De Rechtbank heeft in haar uitspraak op 29 april 2019 het bezwaar van belanghebbende tegen de aanslag ongegrond verklaard. Belanghebbende heeft vervolgens hoger beroep ingesteld bij het Gerechtshof Den Haag. Tijdens de mondelinge behandeling op 21 januari 2020 was de Inspecteur aanwezig, maar belanghebbende was afwezig. Het Hof heeft vastgesteld dat belanghebbende geen verzoek tot heropening van het onderzoek heeft gedaan en heeft de zaak op basis van de beschikbare informatie beoordeeld.

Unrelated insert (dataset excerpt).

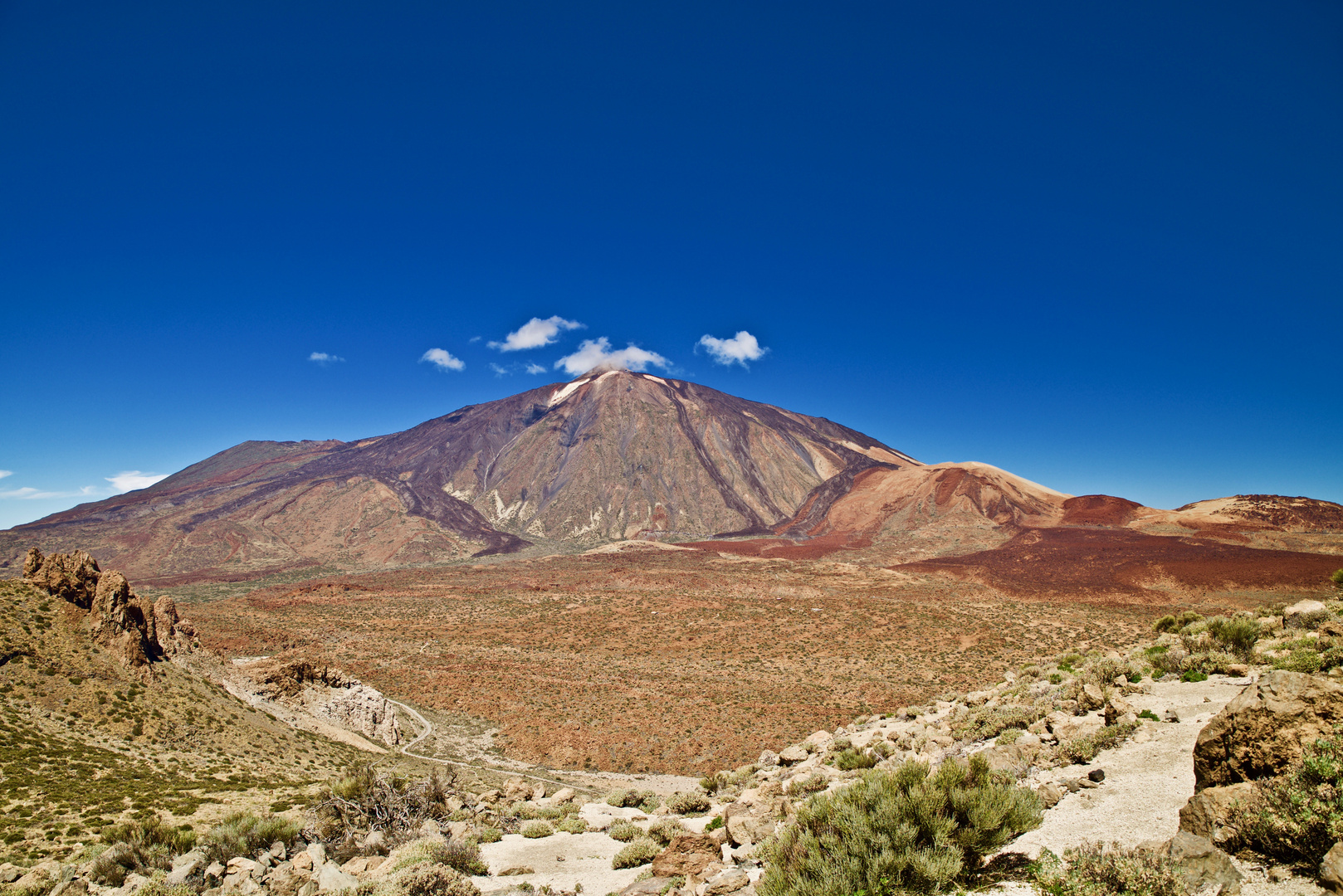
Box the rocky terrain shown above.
[7,555,1343,896]
[0,371,1343,594]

Het Hof heeft de uitspraak van de Rechtbank bevestigd, waarbij het heeft geoordeeld dat de Inspecteur terecht is uitgegaan van de jaaropgave van de gemeente en dat belanghebbende geen recht heeft op de jonggehandicaptenkorting. Het Hof heeft ook opgemerkt dat belanghebbende geen afzonderlijke gronden heeft aangevoerd tegen de berekening van de belastingrente. De beslissing van het Hof is op 3 maart 2020 openbaar uitgesproken.